A recent decision handed down by a U.S. District Court judge in Washington D.C. ruled against Aereo rival, FilmOn, stating the company violated copyright laws through its streaming service. The decision, the latest in a web of lawsuits brought by TV broadcasters, is in direct opposition to a Second Circuit Court decision in New York, which allowed Aereo’s similar service to continue broadcasting live television network feeds over the Internet.
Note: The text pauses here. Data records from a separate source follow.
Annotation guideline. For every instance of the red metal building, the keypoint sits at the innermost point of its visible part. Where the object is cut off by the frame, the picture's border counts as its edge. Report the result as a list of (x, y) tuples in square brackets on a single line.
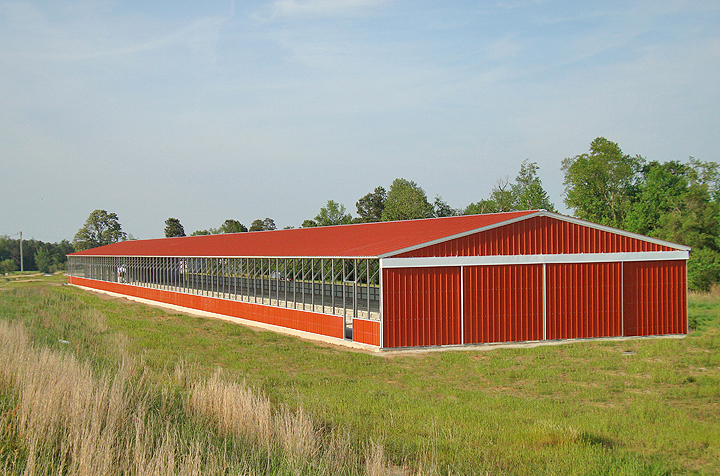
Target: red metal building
[(503, 277)]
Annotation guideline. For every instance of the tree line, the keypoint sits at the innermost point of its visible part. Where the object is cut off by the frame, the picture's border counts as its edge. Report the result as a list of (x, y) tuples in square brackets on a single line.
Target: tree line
[(674, 201), (37, 255)]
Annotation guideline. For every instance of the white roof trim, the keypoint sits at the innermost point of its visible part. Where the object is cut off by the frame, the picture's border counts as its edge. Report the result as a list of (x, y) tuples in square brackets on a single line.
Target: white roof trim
[(540, 213), (460, 235), (533, 259)]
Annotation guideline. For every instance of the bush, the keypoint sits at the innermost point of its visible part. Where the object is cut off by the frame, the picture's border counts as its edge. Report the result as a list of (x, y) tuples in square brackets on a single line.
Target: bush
[(703, 269), (8, 266)]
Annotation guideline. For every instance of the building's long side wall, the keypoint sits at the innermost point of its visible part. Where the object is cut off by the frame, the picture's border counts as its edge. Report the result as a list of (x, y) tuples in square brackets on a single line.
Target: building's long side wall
[(323, 324)]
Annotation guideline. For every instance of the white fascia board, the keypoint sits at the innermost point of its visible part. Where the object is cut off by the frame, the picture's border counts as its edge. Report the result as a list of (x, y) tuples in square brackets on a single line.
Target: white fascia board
[(615, 231), (533, 259), (223, 257), (540, 213), (460, 235)]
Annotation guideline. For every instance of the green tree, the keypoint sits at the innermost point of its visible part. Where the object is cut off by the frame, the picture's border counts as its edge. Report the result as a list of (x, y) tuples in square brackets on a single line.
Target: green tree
[(703, 269), (262, 225), (100, 229), (173, 228), (502, 195), (406, 201), (8, 266), (442, 209), (527, 191), (232, 226), (333, 214), (43, 260), (600, 185), (371, 206), (661, 190), (483, 206)]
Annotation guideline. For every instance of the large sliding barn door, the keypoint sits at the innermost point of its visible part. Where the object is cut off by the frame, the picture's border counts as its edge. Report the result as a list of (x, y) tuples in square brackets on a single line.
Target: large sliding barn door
[(421, 306)]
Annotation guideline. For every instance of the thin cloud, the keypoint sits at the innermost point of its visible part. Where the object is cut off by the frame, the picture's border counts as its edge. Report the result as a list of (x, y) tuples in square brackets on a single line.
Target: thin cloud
[(289, 8)]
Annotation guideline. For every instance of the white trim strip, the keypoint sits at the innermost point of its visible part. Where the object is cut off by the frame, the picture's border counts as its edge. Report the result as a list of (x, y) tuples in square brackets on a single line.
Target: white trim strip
[(533, 259), (460, 235), (615, 231)]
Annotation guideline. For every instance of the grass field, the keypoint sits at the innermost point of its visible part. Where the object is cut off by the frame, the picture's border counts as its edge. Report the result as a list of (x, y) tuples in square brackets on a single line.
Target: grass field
[(644, 406)]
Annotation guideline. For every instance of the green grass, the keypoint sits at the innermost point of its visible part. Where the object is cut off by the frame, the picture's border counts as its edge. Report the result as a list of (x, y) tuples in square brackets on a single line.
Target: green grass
[(578, 408)]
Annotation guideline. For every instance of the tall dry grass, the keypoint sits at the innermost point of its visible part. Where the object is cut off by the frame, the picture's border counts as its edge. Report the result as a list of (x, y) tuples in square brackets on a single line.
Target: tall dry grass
[(72, 419)]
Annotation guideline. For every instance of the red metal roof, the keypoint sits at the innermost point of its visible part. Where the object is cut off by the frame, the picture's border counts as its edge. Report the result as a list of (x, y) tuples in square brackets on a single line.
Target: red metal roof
[(363, 240), (357, 240)]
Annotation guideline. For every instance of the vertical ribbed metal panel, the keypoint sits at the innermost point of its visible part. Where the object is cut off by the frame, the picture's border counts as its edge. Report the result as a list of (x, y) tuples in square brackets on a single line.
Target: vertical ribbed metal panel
[(421, 306), (584, 300), (655, 298), (503, 303), (539, 235)]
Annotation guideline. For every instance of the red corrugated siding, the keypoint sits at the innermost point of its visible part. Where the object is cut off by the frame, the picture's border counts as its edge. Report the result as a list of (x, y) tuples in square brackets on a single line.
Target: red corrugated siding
[(503, 303), (584, 300), (655, 298), (421, 306), (538, 235), (323, 324), (366, 332)]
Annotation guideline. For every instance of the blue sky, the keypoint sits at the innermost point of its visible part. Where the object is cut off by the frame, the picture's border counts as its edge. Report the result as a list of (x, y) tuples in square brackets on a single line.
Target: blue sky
[(212, 110)]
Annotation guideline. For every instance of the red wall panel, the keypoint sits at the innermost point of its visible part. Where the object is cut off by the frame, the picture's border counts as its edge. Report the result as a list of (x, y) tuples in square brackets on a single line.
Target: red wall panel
[(539, 235), (366, 332), (655, 298), (421, 306), (584, 300), (503, 303), (324, 324)]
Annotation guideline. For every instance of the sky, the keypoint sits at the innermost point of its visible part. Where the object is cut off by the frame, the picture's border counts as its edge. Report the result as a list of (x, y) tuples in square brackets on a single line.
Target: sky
[(206, 111)]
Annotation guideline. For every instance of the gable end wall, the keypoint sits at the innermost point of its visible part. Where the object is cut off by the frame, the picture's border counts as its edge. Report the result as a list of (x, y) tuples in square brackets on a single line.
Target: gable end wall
[(537, 235)]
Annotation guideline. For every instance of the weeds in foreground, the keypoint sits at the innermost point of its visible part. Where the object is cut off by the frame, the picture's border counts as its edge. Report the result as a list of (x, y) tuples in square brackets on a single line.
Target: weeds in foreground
[(59, 416)]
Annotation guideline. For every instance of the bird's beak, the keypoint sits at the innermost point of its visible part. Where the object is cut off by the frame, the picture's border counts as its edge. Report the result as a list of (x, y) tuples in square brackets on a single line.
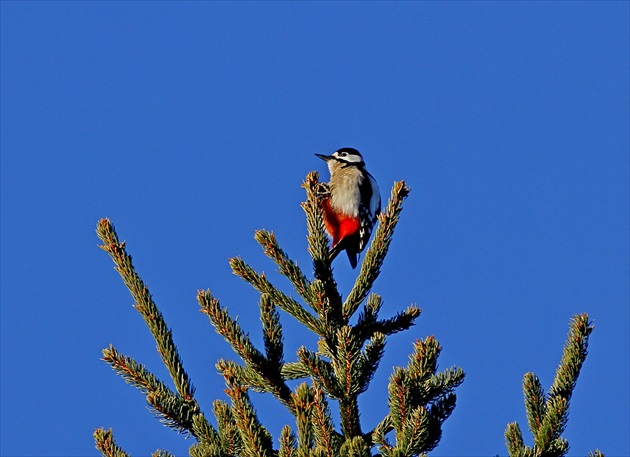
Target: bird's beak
[(323, 157)]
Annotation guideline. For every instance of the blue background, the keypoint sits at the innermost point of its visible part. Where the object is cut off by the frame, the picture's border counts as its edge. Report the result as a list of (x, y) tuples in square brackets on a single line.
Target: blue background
[(192, 124)]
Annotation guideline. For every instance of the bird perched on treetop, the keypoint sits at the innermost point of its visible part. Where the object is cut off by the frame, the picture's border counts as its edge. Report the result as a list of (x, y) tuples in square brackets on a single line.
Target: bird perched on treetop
[(352, 205)]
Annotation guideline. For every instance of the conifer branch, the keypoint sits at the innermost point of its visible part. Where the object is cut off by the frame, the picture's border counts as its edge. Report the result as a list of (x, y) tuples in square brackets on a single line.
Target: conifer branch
[(132, 372), (146, 306), (303, 401), (231, 443), (321, 371), (162, 453), (375, 255), (272, 333), (104, 440), (229, 329), (547, 417), (261, 284), (295, 370), (255, 438), (171, 409), (288, 267), (326, 439), (287, 443), (368, 362), (534, 402)]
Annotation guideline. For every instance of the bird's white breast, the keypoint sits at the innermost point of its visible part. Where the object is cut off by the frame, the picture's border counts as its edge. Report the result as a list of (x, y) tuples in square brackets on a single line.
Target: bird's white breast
[(346, 194)]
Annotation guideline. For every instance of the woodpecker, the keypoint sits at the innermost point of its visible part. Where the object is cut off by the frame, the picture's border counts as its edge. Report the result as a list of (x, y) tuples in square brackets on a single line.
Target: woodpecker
[(353, 204)]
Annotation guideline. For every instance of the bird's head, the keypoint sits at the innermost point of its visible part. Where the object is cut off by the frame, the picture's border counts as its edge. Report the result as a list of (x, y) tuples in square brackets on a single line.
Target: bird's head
[(341, 158)]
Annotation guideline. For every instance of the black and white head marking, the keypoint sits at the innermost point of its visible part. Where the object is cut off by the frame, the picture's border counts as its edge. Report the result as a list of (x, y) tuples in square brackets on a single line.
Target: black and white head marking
[(348, 156)]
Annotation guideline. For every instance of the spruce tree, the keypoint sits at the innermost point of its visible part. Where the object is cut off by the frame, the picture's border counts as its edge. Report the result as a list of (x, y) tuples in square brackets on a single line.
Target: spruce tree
[(420, 397), (547, 415)]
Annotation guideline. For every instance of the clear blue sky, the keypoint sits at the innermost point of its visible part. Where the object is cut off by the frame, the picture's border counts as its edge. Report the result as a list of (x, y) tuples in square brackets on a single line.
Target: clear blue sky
[(192, 124)]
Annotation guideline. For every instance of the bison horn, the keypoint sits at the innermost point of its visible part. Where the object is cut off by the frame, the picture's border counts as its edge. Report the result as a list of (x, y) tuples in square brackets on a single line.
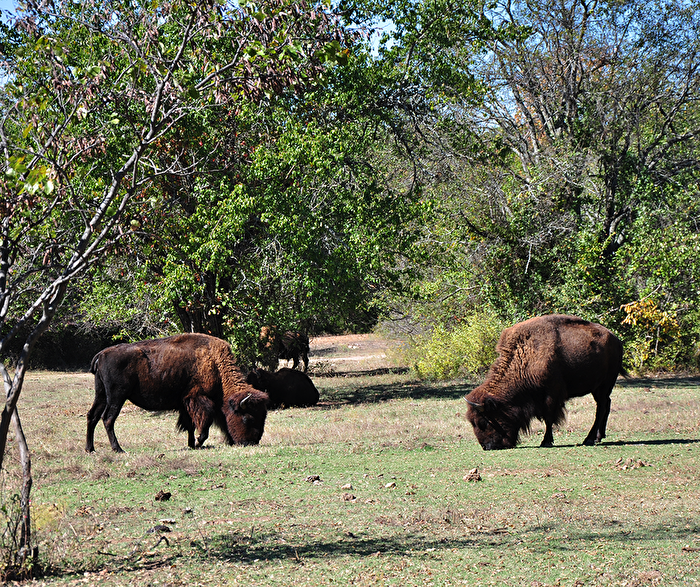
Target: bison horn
[(477, 406)]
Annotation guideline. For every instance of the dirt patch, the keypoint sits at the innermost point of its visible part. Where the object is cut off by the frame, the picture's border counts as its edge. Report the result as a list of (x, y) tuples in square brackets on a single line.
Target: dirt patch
[(351, 353)]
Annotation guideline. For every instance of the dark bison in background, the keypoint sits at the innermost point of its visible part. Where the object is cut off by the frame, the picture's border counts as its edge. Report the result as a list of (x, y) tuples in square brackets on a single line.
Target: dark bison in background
[(290, 345), (542, 363), (285, 387), (193, 374)]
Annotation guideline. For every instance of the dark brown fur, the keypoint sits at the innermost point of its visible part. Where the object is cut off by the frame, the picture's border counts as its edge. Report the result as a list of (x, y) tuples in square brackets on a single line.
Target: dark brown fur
[(291, 345), (542, 363), (193, 374), (285, 387)]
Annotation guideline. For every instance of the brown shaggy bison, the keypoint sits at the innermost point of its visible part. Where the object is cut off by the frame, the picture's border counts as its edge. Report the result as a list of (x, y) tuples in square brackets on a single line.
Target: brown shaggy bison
[(285, 387), (542, 363), (193, 374), (291, 345)]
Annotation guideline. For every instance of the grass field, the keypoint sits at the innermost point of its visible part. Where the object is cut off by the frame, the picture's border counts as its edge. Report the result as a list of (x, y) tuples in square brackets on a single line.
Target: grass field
[(369, 488)]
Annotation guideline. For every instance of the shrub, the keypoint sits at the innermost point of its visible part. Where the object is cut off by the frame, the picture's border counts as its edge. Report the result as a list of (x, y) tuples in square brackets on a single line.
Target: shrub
[(465, 350)]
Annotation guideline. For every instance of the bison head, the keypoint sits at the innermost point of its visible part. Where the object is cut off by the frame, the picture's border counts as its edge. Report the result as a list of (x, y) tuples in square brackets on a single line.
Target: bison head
[(493, 425), (245, 416)]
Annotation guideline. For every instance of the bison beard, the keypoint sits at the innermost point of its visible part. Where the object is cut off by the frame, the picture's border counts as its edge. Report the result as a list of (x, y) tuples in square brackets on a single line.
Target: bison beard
[(542, 363), (285, 387), (193, 374)]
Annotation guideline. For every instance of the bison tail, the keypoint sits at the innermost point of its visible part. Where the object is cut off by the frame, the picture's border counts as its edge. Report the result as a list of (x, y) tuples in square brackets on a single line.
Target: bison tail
[(94, 364)]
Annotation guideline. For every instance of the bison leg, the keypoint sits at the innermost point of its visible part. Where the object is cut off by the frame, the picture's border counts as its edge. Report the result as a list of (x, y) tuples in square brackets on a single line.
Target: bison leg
[(201, 410), (184, 422), (602, 412), (548, 439), (93, 417)]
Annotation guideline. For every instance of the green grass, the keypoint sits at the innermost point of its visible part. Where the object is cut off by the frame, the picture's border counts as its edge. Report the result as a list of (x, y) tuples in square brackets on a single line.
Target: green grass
[(392, 506)]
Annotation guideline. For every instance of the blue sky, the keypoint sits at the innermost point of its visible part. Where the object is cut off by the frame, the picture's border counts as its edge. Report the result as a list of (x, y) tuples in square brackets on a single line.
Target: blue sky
[(7, 5)]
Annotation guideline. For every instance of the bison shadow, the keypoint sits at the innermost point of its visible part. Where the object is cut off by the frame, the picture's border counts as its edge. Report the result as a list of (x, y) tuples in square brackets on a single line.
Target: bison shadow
[(655, 442), (239, 547)]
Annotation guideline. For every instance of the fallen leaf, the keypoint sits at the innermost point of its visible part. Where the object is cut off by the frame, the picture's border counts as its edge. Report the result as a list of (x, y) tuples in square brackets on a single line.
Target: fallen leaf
[(163, 495), (473, 475)]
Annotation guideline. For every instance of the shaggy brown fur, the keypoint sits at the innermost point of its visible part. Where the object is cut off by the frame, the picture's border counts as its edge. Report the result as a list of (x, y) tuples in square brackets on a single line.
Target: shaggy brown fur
[(285, 387), (542, 363), (291, 345), (193, 374)]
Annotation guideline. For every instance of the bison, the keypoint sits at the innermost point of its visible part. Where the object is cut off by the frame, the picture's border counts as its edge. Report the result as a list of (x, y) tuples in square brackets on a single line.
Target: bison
[(285, 387), (194, 374), (291, 345), (542, 363)]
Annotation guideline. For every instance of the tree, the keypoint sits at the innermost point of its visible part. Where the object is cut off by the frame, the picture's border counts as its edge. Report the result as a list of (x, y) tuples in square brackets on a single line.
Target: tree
[(298, 220), (92, 89), (588, 117)]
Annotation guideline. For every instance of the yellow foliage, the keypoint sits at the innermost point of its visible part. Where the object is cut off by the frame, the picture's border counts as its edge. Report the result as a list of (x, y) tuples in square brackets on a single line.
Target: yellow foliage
[(647, 315)]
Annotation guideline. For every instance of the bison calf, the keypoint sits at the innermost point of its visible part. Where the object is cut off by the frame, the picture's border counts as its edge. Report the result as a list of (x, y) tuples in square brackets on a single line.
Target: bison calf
[(285, 387), (193, 374), (291, 345), (542, 363)]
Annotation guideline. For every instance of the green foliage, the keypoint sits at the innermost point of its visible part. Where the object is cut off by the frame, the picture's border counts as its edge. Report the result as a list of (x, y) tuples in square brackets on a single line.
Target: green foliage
[(15, 562), (466, 349)]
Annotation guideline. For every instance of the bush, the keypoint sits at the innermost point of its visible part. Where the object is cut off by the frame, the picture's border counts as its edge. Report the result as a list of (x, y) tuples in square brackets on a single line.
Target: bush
[(466, 350)]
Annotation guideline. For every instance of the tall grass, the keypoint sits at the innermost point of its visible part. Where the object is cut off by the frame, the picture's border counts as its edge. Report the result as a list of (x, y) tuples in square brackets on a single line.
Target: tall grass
[(465, 349)]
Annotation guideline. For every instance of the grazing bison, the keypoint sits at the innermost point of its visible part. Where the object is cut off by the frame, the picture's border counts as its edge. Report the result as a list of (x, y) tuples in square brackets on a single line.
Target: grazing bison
[(285, 387), (291, 345), (193, 374), (542, 363)]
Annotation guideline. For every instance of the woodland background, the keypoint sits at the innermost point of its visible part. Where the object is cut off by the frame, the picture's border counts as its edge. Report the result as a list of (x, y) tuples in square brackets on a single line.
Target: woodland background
[(437, 169), (445, 168)]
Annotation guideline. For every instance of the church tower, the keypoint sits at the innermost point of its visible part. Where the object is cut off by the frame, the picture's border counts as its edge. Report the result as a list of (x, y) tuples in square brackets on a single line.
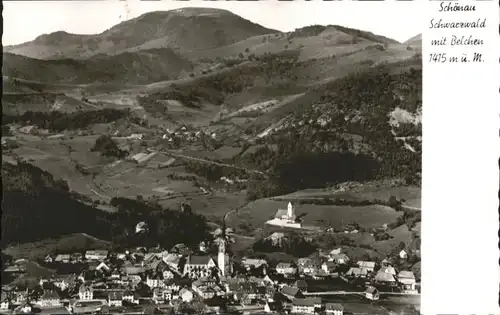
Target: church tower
[(221, 257), (290, 214)]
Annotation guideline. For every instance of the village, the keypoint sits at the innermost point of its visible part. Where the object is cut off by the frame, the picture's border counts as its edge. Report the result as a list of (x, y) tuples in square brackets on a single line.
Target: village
[(197, 280)]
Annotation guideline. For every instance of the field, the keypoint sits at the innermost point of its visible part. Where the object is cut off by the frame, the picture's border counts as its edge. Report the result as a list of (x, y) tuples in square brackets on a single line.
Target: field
[(65, 244), (256, 213), (366, 192), (359, 304)]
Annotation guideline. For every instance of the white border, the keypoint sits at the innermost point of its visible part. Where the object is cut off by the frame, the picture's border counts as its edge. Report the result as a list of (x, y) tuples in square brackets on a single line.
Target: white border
[(461, 148)]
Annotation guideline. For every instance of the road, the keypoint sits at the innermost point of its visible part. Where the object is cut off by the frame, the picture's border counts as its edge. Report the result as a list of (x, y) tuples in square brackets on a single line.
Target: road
[(411, 208), (356, 293), (187, 157)]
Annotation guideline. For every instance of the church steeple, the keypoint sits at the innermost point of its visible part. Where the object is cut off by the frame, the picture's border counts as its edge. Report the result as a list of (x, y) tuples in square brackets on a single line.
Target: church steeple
[(290, 213)]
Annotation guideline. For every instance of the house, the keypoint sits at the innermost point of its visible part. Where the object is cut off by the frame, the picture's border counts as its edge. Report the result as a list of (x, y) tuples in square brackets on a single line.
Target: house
[(155, 281), (133, 270), (98, 255), (160, 266), (368, 265), (306, 306), (186, 295), (63, 258), (161, 295), (4, 301), (20, 297), (276, 238), (115, 274), (130, 297), (250, 263), (64, 282), (372, 293), (335, 252), (172, 286), (407, 281), (285, 217), (286, 269), (246, 291), (15, 270), (306, 266), (329, 267), (24, 308), (385, 277), (103, 267), (273, 307), (172, 260), (76, 258), (334, 309), (357, 272), (50, 298), (339, 258), (389, 269), (199, 266), (115, 298), (49, 259), (291, 293), (205, 288), (85, 293), (385, 262), (135, 136)]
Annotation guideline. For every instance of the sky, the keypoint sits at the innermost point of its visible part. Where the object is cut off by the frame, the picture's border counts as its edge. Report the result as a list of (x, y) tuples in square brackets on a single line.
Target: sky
[(25, 20)]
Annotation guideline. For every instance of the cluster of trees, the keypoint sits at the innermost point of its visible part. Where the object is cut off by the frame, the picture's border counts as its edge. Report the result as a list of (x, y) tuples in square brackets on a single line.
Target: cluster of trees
[(315, 155), (275, 69), (296, 167), (107, 147), (392, 202), (294, 244), (181, 227), (37, 206), (59, 121)]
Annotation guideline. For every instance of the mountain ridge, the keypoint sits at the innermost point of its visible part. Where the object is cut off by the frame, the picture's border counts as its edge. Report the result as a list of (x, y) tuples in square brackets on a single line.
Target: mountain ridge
[(181, 29)]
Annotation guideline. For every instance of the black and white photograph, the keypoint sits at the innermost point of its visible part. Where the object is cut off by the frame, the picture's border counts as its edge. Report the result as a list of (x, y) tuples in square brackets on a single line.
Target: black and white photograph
[(211, 157)]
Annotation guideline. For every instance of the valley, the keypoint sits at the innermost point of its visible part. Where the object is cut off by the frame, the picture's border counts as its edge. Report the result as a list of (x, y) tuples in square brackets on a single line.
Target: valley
[(234, 120)]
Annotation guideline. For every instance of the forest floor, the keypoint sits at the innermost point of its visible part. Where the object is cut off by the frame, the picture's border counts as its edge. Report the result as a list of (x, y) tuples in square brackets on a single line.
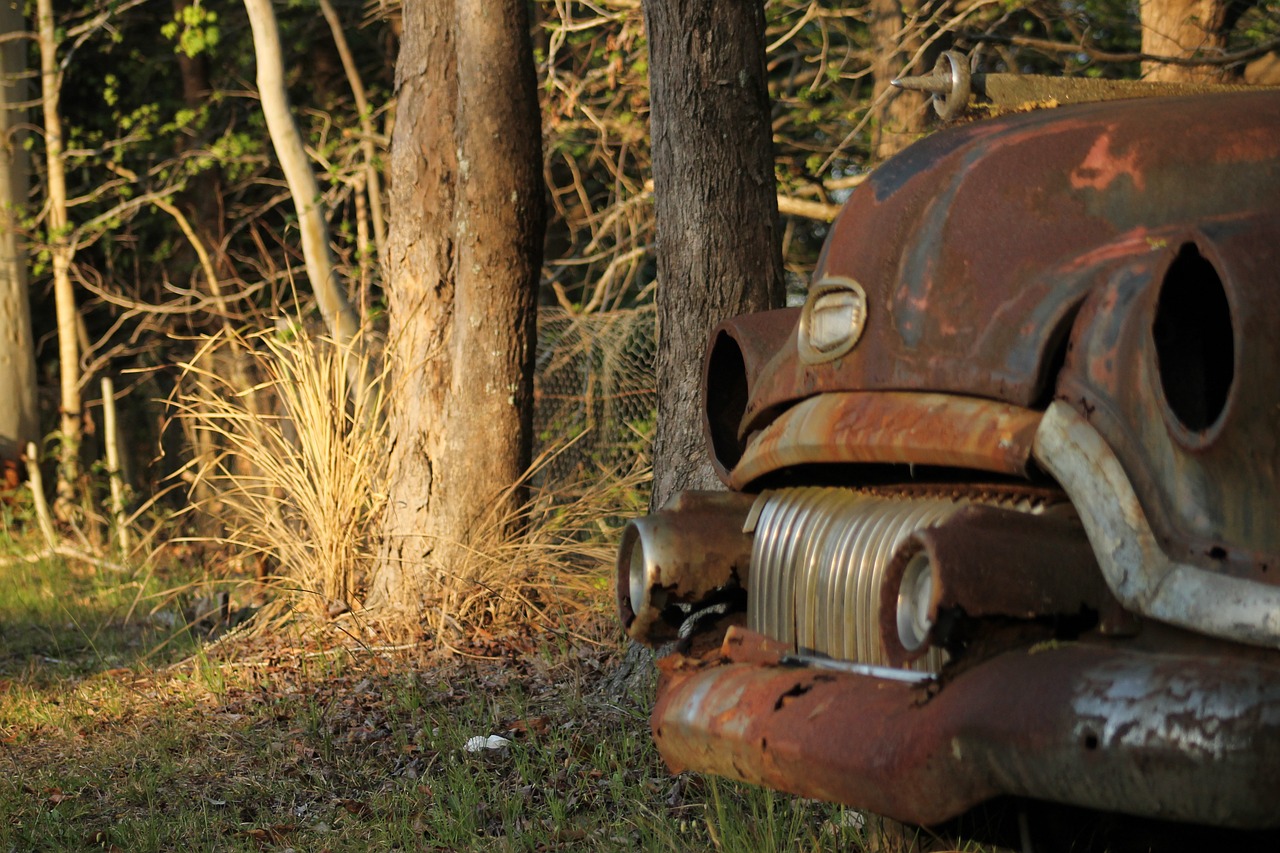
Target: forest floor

The latest ruling has primed the pump for a possible showdown at the Supreme Court, pitting broadcasters against both Aereo and FilmOn.
Until now, Aereo has been quietly expanding its cloud-based service, which charges users $12 a month for an antenna that allows them to watch live and recorded TV broadcasts over the internet in HD. The service is so far available in NYC, Boston and Atlanta, with plans to expand even further since it first won its battle against 17 networks in the Second Circuit Court case.
Meanwhile, across the country, the smaller Beverly Hills-based company, FilmOn (which formerly adopted the friendly moniker Aereokiller), has been virtually embattled since its inception, with a loss in a California Federal Court in January 2012, and now the second decision, both of which were brought by subsidiary companies of 21st Century Fox. Now more than ever, the services of both Aereo and FilmOn are in jeopardy. Judge Rosemary Collyer, the arbiter of the D.C. ruling, has demanded that all FilmOn services be shut down across the United States, with exception to the those Northeastern states protected by the original Aereo court case.
As we previously reported, while the battle is ostensibly based upon whether or not the retransmission of TV broadcasts is an illegal public performance, or a legal private performance, the cases may boil down to the usual issue: money. As of now, neither FilmOn or Aereo pay retransmission fees to broadcasters, and that does not make the broadcasters happy. As Aereo hopes to gain partners like DirectTV, AT&T, and DishNetwork to expand into larger markets, it looks like the Lords of Big Broadcast Media are out for blood. It should be interesting to watch the whole thing play out, possibly on your Aereo HDTV antenna.